I keep thinking about the two pilots who survived what was almost certainly the worst day either of them had ever had in the jet. I wonder if they're married, and how they and their spouses might be dealing with the gut-wrenching retroactive panic of a near miss. Not quite one year ago, my husband set his own personal record for Worst Day in the Airplane, coming far too close for my comfort to needing an obituary full of platitudes like "he died doing what he loved." I remember vividly how off-balance I felt in the aftermath of my husband's mishap, and we weren't even confronted with wreckage-in-your-face media coverage.

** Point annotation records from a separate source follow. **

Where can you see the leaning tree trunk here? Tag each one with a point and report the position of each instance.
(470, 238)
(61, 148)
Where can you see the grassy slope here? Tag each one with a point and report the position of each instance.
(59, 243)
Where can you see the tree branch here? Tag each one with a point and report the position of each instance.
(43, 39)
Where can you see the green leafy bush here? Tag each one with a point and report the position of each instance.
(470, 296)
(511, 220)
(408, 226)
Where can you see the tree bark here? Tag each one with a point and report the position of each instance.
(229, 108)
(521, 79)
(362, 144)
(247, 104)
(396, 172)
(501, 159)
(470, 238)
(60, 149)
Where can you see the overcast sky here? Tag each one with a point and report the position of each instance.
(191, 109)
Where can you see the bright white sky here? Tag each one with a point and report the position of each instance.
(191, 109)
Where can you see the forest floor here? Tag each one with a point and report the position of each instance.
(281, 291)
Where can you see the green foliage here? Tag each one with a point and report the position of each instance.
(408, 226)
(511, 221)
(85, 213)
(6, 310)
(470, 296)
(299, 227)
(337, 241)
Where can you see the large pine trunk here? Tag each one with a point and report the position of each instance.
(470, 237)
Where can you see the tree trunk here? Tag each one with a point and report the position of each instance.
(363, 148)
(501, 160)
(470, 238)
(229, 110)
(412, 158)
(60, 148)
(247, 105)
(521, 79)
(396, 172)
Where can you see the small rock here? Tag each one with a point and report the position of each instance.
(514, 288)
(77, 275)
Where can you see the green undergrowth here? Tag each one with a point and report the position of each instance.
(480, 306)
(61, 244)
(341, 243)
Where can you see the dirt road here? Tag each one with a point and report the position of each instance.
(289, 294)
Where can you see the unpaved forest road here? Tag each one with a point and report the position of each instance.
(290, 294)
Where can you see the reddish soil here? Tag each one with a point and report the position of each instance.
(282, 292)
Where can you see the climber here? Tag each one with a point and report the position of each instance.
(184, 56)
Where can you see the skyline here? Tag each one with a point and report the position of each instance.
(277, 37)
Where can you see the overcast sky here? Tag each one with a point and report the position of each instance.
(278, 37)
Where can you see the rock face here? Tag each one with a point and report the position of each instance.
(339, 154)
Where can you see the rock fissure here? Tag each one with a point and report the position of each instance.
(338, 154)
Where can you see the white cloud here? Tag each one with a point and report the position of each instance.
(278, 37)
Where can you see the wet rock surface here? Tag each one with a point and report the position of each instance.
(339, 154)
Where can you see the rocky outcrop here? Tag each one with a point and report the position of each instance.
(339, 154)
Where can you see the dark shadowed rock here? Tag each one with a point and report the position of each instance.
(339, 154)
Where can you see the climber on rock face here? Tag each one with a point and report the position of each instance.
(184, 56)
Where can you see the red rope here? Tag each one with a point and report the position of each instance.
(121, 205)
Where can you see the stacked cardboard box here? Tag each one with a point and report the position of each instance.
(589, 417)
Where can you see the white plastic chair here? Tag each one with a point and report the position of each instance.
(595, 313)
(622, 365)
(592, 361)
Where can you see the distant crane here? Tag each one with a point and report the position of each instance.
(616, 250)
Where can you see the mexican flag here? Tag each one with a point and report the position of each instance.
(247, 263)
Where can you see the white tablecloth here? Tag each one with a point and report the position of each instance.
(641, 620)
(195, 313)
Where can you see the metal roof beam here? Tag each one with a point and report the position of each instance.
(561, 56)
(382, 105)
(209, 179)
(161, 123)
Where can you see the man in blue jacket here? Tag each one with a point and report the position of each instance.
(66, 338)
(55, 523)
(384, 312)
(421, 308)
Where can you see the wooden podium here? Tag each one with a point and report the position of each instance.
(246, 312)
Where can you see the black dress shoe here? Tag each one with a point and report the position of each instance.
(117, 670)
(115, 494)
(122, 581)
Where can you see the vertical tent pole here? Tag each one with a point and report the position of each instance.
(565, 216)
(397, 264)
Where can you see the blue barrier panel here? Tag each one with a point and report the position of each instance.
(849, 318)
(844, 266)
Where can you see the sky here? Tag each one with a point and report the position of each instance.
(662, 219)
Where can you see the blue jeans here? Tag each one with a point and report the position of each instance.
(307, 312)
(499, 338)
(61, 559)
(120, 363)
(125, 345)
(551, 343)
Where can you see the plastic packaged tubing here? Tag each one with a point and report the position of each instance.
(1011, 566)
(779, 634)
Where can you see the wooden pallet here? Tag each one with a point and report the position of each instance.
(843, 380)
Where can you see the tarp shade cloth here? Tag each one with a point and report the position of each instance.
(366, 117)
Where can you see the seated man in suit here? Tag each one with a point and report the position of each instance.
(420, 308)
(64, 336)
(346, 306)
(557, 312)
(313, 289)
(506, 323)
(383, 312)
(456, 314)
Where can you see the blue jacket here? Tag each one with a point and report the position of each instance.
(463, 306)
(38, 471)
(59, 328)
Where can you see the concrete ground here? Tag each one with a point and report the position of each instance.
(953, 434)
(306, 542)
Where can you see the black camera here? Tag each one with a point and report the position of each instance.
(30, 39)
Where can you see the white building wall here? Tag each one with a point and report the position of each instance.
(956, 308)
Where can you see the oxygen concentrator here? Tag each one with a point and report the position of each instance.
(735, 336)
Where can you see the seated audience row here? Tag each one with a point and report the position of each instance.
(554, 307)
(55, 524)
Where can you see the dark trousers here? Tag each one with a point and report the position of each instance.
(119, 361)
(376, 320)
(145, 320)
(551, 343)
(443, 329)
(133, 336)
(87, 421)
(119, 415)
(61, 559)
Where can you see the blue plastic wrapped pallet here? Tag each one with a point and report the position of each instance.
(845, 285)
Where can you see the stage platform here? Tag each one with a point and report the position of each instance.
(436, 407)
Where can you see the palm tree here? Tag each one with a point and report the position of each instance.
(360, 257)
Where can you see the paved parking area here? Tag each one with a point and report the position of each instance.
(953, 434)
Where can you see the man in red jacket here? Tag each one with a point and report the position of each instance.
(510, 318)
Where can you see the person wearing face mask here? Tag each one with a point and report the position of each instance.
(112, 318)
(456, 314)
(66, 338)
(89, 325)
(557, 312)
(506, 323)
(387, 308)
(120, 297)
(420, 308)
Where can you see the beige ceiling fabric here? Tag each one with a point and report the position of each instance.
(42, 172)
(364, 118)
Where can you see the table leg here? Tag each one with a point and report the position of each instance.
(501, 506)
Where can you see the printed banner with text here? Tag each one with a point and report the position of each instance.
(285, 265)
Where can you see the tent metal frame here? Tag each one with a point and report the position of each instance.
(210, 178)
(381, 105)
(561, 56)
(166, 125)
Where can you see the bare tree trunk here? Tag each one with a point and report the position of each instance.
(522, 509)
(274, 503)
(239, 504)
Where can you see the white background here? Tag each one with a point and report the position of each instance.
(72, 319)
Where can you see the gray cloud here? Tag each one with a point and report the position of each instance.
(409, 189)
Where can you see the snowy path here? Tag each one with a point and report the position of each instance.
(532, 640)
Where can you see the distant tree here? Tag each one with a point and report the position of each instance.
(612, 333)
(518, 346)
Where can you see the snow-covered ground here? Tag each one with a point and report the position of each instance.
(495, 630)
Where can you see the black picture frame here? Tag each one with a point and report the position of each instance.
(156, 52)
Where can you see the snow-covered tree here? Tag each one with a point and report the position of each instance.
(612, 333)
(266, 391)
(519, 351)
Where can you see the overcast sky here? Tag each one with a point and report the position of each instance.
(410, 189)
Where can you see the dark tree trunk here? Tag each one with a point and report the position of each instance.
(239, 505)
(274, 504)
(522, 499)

The online news updates I was so frantically perusing proved to be a mixed blessing. While I was in wait-hope-pray-refresh mode seeking any kernel of reassurance in the hours following Friday's jet mishap, I made the mistake of reading the comments people were leaving on the news articles. Even before anyone knew if the pilots were alive or dead, some commenters leaped at the chance to hold up the crash as an example of how the evil Navy is deliberately flying unsafe airplanes over innocent civilians in residential areas, and say that NAS Oceana ought to be shut down and moved to some unpopulated area. Other commenters noted that Virginia Beach used to be that "unpopulated area" before developers bought up land closer and closer to the base, and encroached on areas that the Navy warned had the potential to be in the path of a crash. Thus was an old local political argument trotted out for another round within minutes of an accident that could have killed people.

I was appalled. I can only imagine how I would feel if one of the most harrowing days of my life were appropriated to grind political axes. After an event like the mishap on Friday, the survivors deserve our human compassion and our support, not to be vilified or used as pawns in an ongoing debate. I am certain that they both did everything they could possibly do in the few seconds they had to follow the emergency procedures in which they were trained to be experts. All naval aviators have those instant reflexes drilled into them from the first time they take the controls.

As with all aviation mishaps, an exhaustive investigation is already underway to determine what went wrong with the aircraft. Those pilots are in for an intense period of reconstructing every detail that could possibly have had any bearing on what happened, down to every little thing they ate in the days leading up to the mishap. Such thoroughness is the standard procedure that will help the investigators piece together the cause of the mishap, but it means that the pilots will have to replay the incident in their minds over and over again. If they are anything like me, their families are doing their own replaying. Let's keep them all in our thoughts.